The advantages of these technologies can be substantial, quickening the path to compliance and opening the organization’s doors to business. However, organizations should proceed carefully to examine not only whether the particular solution will have the desired effect, but whether it can be implemented in a compliant manner with minimal legal risk. Below are some questions organizations should be considering:

  • What is the organizations goal for the technology? If the goals of the organization is keep workers who may have COVID19 from entering its facility, then screening technologies are something the organization may consider.  However, if the goal is the identify other workers who may have been exposed to a COVID19 positive co-worker, the contact tracing technologies may be more appropriate.  To this end, it is important to consider the organizations goals prior to selecting technologies for implementation.
  • Does the technology work? For temperature taking/scanning technology, this may mean validation of the accuracy of the device.  When looking at contact tracing, accuracy will similarly be key in your efforts to identify co-workers who may be potentially impacted by COVID19.
  • Will the technology require employees to incur expenses that must be reimbursed? In some states, the implementation of this technology may require reimbursement if workers must incur costs or expenses as part of the implementation. For example, if an app requires an employee to have a mobile device for work purposes, expense reimbursement obligations with respect to that device may exist.
  • Is bargaining with the union required? As organizations look to these technologies, there may be numerous instances where the organization will need to consult, and possibly engage in bargaining with, the applicable union(s).  Depending on which technology is being contemplated may dictate whether the organization’s efforts are supported or challenged.

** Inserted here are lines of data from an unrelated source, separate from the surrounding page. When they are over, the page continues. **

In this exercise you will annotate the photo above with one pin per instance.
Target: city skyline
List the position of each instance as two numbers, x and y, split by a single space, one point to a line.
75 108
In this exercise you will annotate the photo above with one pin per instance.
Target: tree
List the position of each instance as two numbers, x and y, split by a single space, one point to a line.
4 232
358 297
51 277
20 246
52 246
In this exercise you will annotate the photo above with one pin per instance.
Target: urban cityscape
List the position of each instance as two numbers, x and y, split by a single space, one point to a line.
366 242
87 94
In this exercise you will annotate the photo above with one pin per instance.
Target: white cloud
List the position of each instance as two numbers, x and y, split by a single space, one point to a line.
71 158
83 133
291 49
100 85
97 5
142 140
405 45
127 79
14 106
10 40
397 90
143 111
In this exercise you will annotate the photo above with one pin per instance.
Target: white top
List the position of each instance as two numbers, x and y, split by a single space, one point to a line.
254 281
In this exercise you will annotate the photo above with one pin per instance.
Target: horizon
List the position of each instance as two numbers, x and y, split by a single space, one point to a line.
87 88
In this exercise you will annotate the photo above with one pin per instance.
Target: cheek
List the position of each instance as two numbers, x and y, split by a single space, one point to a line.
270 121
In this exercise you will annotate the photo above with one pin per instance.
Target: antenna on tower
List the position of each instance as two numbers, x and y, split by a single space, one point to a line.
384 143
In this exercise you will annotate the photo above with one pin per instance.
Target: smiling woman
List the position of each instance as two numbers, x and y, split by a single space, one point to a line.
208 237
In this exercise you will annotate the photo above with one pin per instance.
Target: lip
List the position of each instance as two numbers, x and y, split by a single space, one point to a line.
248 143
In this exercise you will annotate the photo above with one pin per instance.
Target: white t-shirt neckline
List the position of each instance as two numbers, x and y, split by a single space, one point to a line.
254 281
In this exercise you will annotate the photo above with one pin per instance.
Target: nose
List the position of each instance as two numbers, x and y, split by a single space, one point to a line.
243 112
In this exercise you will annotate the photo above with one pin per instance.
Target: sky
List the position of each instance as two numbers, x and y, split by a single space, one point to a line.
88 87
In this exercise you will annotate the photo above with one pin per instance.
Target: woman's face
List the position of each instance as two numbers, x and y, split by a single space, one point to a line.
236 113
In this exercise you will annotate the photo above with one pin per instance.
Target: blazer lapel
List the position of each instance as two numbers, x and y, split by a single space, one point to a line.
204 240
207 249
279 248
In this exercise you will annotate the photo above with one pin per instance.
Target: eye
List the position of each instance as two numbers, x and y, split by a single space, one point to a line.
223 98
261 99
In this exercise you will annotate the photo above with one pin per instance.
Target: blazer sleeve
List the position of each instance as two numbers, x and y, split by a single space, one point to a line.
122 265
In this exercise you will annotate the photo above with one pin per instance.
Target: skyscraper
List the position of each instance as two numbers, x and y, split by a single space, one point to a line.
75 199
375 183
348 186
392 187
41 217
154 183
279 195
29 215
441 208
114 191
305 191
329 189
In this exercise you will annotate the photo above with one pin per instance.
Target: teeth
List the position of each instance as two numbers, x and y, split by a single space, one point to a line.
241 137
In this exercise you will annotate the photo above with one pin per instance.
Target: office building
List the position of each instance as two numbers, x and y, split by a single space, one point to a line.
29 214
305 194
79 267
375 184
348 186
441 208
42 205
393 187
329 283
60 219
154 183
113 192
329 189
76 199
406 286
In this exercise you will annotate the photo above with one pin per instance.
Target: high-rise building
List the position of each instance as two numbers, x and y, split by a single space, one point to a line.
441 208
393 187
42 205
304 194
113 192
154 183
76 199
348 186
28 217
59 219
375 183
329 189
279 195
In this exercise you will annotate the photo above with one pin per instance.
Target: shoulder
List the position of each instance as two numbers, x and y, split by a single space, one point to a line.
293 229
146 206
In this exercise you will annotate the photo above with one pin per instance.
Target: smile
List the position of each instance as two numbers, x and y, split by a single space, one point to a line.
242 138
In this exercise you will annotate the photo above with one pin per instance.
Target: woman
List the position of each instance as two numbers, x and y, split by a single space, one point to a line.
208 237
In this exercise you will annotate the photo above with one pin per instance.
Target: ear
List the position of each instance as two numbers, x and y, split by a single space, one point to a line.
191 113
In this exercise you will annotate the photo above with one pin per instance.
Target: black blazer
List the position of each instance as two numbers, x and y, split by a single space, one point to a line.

  • Is notice/consent required? This may be a difficult question to answer without having an understanding of the data that the technology is collecting. For example, collecting the geolocation of employees as well as their COVID status, and interactions with others all are likely elements of personal information under the California Consumer Privacy Act (CCPA) which applies to employees that reside in California if the organization is subject to the law.   Similarly, electronic tracking of workers or the collection of worker’s biometric information (facial scans, etc.) may require notice and/or consent depending on the state of implementation.  If the technology requires access to an employee’s personally-owned device, notice and consent are likely required, but most certainly a best-practice.  While many think HIPAA is implicated in the collection of workers’ temperature or responses to screening questions, this is often not the case unless a third-party provider or lab (i.e., a covered entity) is performing the screening, in which case an authorization is needed to share the results with the employer.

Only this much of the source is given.